Thursday, 29 October 2009

Breaking the monopoly of the professional politician - My idea for Power2010

Power2010's call for the public's idea for how we change politics has generated over 2000 ideas for widening democracy. They range from more traditional reformers' demands like fixed term parliaments and votes at 16, to the more unexpected and imaginative like a House of Lords made up of charitable representatives.

the OpenDemocracy blog .

A key part of this of course is having an open and intelligent debate on the kind of democracy we want - the very thing the political class is so keen to deny us. You can check out some of the different ideas on the Power2010 blog where a lively discussion is taking place. The deadline for submitting ideas is November 30th and before then I'm keen to sound out some fellow bloggers to hear their ideas and see if we can't provoke some good online debate and deliberation.’

So my ideas are:
1. End the whip. Even the name whip is a bit ridiculous, for most issues MPs should make up their own minds, otherwise you may as well only have 3 or so people in parliament.

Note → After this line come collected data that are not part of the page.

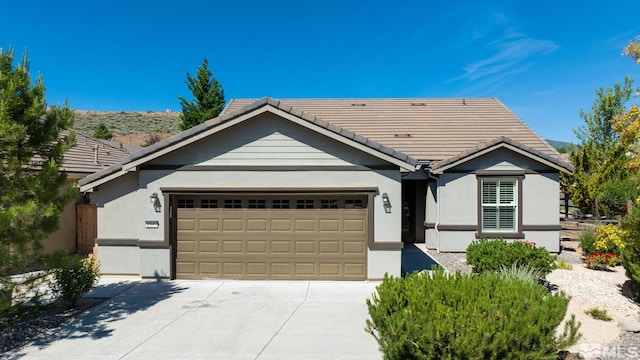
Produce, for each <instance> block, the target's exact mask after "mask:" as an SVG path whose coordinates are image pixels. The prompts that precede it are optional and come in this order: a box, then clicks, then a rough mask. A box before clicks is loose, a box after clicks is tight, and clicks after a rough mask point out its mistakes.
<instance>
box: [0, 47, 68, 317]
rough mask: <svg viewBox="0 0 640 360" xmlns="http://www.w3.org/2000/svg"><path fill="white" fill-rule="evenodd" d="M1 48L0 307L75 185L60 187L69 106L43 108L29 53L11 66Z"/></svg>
mask: <svg viewBox="0 0 640 360" xmlns="http://www.w3.org/2000/svg"><path fill="white" fill-rule="evenodd" d="M13 60H14V55H13V50H11V49H9V51H7V52H3V51H2V49H0V310H2V309H3V308H6V307H7V306H10V305H11V292H12V290H13V289H14V287H15V286H16V285H17V284H16V283H15V280H12V279H11V275H12V274H15V273H18V272H22V271H25V270H26V269H27V268H28V267H30V266H32V265H34V263H35V262H37V261H39V259H40V256H39V255H40V252H41V248H42V246H41V243H40V242H41V241H42V239H43V238H44V237H45V236H47V235H49V234H51V233H52V232H53V231H55V230H56V229H57V228H58V220H59V217H60V215H61V213H62V211H63V209H64V206H65V205H66V204H67V203H68V202H69V201H70V200H71V198H72V197H73V196H74V188H73V187H68V188H66V189H65V191H60V190H61V189H62V187H63V186H64V184H65V181H66V174H64V173H62V172H60V171H59V165H60V164H61V162H62V158H63V155H64V153H65V151H66V150H67V149H69V147H71V146H72V145H73V144H74V142H75V135H74V133H73V131H67V130H68V129H70V128H71V127H72V125H73V113H72V111H71V110H70V109H69V107H68V105H67V104H65V105H64V107H61V108H59V107H56V106H51V107H50V108H49V109H47V103H46V101H45V88H44V82H43V80H42V77H41V76H38V78H37V79H36V80H35V82H32V79H31V76H30V75H29V61H28V59H27V55H26V54H25V55H24V56H23V57H22V61H21V62H20V63H19V64H18V65H16V66H14V65H13Z"/></svg>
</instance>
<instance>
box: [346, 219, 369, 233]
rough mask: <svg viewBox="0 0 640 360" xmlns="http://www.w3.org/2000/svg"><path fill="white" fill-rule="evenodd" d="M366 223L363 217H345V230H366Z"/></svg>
mask: <svg viewBox="0 0 640 360" xmlns="http://www.w3.org/2000/svg"><path fill="white" fill-rule="evenodd" d="M365 229H366V228H365V225H364V220H363V219H345V220H344V231H345V232H364V231H365Z"/></svg>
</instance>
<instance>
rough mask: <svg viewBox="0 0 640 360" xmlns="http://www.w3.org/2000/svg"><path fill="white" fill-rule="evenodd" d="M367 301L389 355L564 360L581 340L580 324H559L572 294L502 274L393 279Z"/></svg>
mask: <svg viewBox="0 0 640 360" xmlns="http://www.w3.org/2000/svg"><path fill="white" fill-rule="evenodd" d="M377 290H378V291H377V294H374V295H372V298H371V299H368V300H367V306H368V308H369V315H370V317H371V319H369V320H367V323H366V330H367V331H368V332H369V333H371V334H372V335H373V336H374V337H375V338H376V340H377V341H378V344H379V345H380V349H381V350H382V352H383V353H384V358H385V359H389V360H392V359H394V360H395V359H398V360H400V359H402V360H405V359H557V356H558V355H557V353H558V350H559V349H560V348H562V347H566V346H569V345H571V344H572V343H575V342H576V341H577V339H578V338H579V334H578V329H579V326H580V325H579V324H576V323H575V319H573V318H572V320H571V321H569V322H567V326H566V327H565V329H564V331H563V332H562V333H561V334H556V328H557V327H558V325H559V324H560V323H561V322H562V320H563V318H564V316H565V313H566V311H567V305H568V302H569V298H568V297H567V296H566V295H564V293H557V294H550V293H549V292H548V291H547V290H546V289H545V288H544V287H542V286H540V285H537V284H535V283H532V282H528V281H522V280H520V279H517V278H512V277H508V276H507V277H505V276H503V275H500V274H487V275H482V276H478V275H462V274H460V273H456V274H455V275H448V274H445V273H444V272H443V271H441V270H436V271H433V272H431V273H430V274H425V275H420V274H414V275H410V276H408V277H406V278H394V277H389V276H385V278H384V280H383V282H382V283H381V284H380V285H379V286H378V288H377Z"/></svg>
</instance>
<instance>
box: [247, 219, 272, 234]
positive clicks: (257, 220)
mask: <svg viewBox="0 0 640 360" xmlns="http://www.w3.org/2000/svg"><path fill="white" fill-rule="evenodd" d="M267 223H268V222H267V219H247V231H260V232H266V231H267Z"/></svg>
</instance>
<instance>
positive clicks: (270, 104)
mask: <svg viewBox="0 0 640 360" xmlns="http://www.w3.org/2000/svg"><path fill="white" fill-rule="evenodd" d="M268 105H270V106H272V107H274V108H276V109H279V110H282V111H285V112H286V113H288V114H291V115H293V116H295V117H297V118H299V119H302V120H305V121H307V122H309V123H310V124H312V125H316V126H318V127H319V128H318V130H328V131H330V132H333V133H334V134H337V135H339V136H340V137H343V138H346V139H348V141H349V140H350V141H354V142H356V143H359V144H361V145H364V146H365V147H368V148H370V149H372V150H374V151H375V152H379V153H381V154H384V155H386V156H390V157H391V160H392V161H397V162H398V163H402V164H404V165H403V166H405V167H407V168H413V167H414V166H415V165H417V161H416V160H415V159H413V158H412V157H410V156H408V155H406V154H404V153H402V152H399V151H397V150H395V149H393V148H390V147H388V146H385V145H383V144H380V143H378V142H376V141H373V140H371V139H368V138H366V137H364V136H362V135H361V134H356V133H354V132H352V131H349V130H348V129H344V128H342V127H340V126H336V125H335V124H331V123H328V122H326V121H324V120H322V119H319V118H317V117H316V116H313V115H311V114H309V113H306V114H305V113H303V112H300V111H298V110H296V109H295V108H292V107H291V106H287V105H286V104H283V103H282V102H280V101H279V100H276V99H272V98H269V97H264V98H262V99H259V100H254V101H251V102H249V103H247V104H245V105H244V106H243V107H241V108H237V109H235V111H226V112H224V113H222V114H220V115H219V116H218V117H216V118H214V119H211V120H207V121H205V122H204V123H202V124H199V125H196V126H194V127H192V128H190V129H188V130H185V131H183V132H181V133H180V134H177V135H175V136H172V137H170V138H167V139H165V140H162V141H160V142H157V143H155V144H153V145H151V146H149V147H146V148H143V149H141V150H139V151H137V152H134V153H132V154H129V155H128V156H127V157H126V158H124V159H123V160H122V161H120V162H118V163H115V164H113V165H111V166H109V167H108V168H105V169H102V170H101V171H98V172H96V173H93V174H90V175H88V176H87V177H85V178H83V179H82V180H80V181H79V182H78V184H80V186H81V188H82V187H85V186H86V185H87V184H90V183H93V182H94V181H97V180H100V179H104V178H107V177H109V176H111V175H114V174H116V173H117V172H119V171H122V170H123V169H124V168H125V166H126V165H130V164H131V163H133V162H136V161H142V162H144V161H146V159H150V157H151V156H153V154H155V153H159V152H161V151H163V150H165V149H167V148H170V147H172V146H174V145H178V144H179V143H181V142H184V141H187V140H188V139H191V138H194V137H196V136H199V135H201V134H203V133H205V132H207V131H209V130H212V129H215V128H217V127H218V126H219V125H221V124H224V123H227V122H229V121H231V120H234V119H236V118H239V117H241V116H242V115H245V114H248V113H251V112H253V111H255V110H257V109H259V108H262V107H264V106H268ZM103 181H104V180H103Z"/></svg>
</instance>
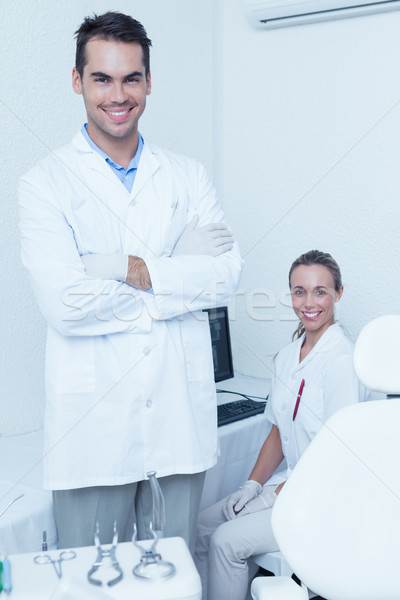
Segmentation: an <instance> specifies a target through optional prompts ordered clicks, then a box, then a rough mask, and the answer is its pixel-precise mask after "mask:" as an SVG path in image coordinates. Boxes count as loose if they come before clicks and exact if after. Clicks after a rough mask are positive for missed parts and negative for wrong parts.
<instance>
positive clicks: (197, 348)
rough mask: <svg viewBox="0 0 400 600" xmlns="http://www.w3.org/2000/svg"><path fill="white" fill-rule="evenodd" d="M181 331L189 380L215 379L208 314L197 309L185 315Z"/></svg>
mask: <svg viewBox="0 0 400 600" xmlns="http://www.w3.org/2000/svg"><path fill="white" fill-rule="evenodd" d="M181 332H182V342H183V349H184V353H185V364H186V376H187V380H188V381H189V382H191V381H210V380H214V366H213V359H212V351H211V336H210V326H209V324H208V314H207V313H205V312H203V311H196V312H193V313H188V314H185V315H183V316H182V322H181Z"/></svg>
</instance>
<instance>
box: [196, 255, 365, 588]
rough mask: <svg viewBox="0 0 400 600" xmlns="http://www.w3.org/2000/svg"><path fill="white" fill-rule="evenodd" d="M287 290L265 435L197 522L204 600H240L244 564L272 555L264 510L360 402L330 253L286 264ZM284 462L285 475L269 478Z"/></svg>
mask: <svg viewBox="0 0 400 600" xmlns="http://www.w3.org/2000/svg"><path fill="white" fill-rule="evenodd" d="M289 286H290V290H291V295H292V303H293V309H294V311H295V313H296V315H297V316H298V317H299V319H300V324H299V327H298V328H297V330H296V332H295V334H294V336H293V337H294V338H296V339H295V341H293V342H292V343H291V344H289V345H288V346H286V347H285V348H283V350H281V351H280V352H279V354H278V355H277V357H276V361H275V368H274V374H273V379H272V383H271V394H270V397H269V401H268V403H267V408H266V414H267V416H268V419H269V420H270V421H271V423H272V429H271V432H270V434H269V435H268V437H267V439H266V440H265V442H264V444H263V446H262V448H261V451H260V453H259V456H258V459H257V461H256V464H255V466H254V468H253V470H252V472H251V473H250V476H249V480H248V481H246V483H244V484H243V485H242V486H241V487H240V488H239V489H238V490H237V491H236V492H234V493H233V494H231V495H230V496H228V497H227V498H225V499H224V500H221V501H220V502H218V503H217V504H215V505H213V506H211V507H210V508H208V509H206V510H205V511H203V512H202V513H201V515H200V518H199V527H198V538H197V544H196V564H197V567H198V570H199V572H200V575H201V578H202V585H203V600H205V599H206V598H208V600H221V599H222V598H229V600H244V598H245V597H246V591H247V588H248V579H249V572H248V571H249V570H248V564H247V559H248V558H249V557H250V556H252V555H253V554H260V553H263V552H272V551H276V550H278V546H277V543H276V541H275V539H274V535H273V532H272V529H271V512H272V510H271V509H272V506H273V504H274V501H275V499H276V497H277V495H278V494H279V492H280V490H281V489H282V487H283V485H284V484H285V481H286V479H287V478H288V477H289V475H290V473H291V471H292V470H293V469H294V467H295V465H296V463H297V461H298V460H299V458H300V456H301V455H302V454H303V452H304V451H305V449H306V448H307V446H308V444H309V443H310V442H311V440H312V439H313V437H314V436H315V435H316V433H317V432H318V430H319V429H320V428H321V427H322V425H323V424H324V423H325V421H326V420H327V419H328V418H329V417H330V416H331V415H332V414H333V413H334V412H335V411H337V410H339V409H340V408H342V407H344V406H346V405H348V404H351V403H355V402H358V401H363V400H365V399H366V397H365V396H366V391H365V389H364V388H363V386H362V385H361V384H360V383H359V381H358V379H357V376H356V374H355V372H354V369H353V360H352V345H351V343H350V342H349V340H348V339H347V338H346V337H345V335H344V334H343V332H342V330H341V329H340V327H339V325H338V324H335V322H334V307H335V304H336V302H338V301H339V300H340V298H341V296H342V293H343V286H342V281H341V274H340V269H339V266H338V265H337V263H336V262H335V261H334V259H333V258H332V257H331V256H330V255H329V254H326V253H323V252H319V251H317V250H312V251H310V252H307V253H306V254H303V255H302V256H300V257H299V258H298V259H297V260H296V261H295V262H294V263H293V265H292V267H291V269H290V272H289ZM284 458H285V459H286V462H287V471H286V472H281V473H277V474H274V472H275V470H276V468H277V467H278V466H279V465H280V463H281V462H282V460H283V459H284Z"/></svg>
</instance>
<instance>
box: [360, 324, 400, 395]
mask: <svg viewBox="0 0 400 600" xmlns="http://www.w3.org/2000/svg"><path fill="white" fill-rule="evenodd" d="M354 368H355V370H356V373H357V375H358V377H359V378H360V380H361V381H362V383H363V384H364V385H365V386H366V387H367V388H369V389H371V390H374V391H377V392H383V393H385V394H400V315H385V316H384V317H378V318H377V319H374V320H373V321H371V322H370V323H368V325H366V326H365V327H364V328H363V329H362V330H361V333H360V335H359V336H358V339H357V342H356V345H355V348H354Z"/></svg>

2. Modern technology means MPs can follow debates and vote from anywhere, no need for them to be in the house on every occasion.

3. Lobbyists, vast corporations and the rich get more access to MPs than voters, redress the balance

4. Name and shame MPs who fail to communicate, my blog already reported on the lack of communication skills of MPs. It was based on a Hansard report using the latest figures (2007); on average they write 2 emails a week!

. 8% of MPs don't email
• 17% of MPs don't have a website
• 23% of MPs use social networking
• 11% of MPs blog

5. Many people live in Constituencies with a big majority, and they feel disenfranchised. Lets have proportional representation, where every vote counts.

Some others' ideas:
a chamber designed for 427 people is still being used for 646. It should be updated to seat all members. And let them have desks.

Jeering and heckling should be stopped in the chamber. It makes our politicians seem like children and is one of the things that turns members of the public off.

MPs should be able to address each other by name.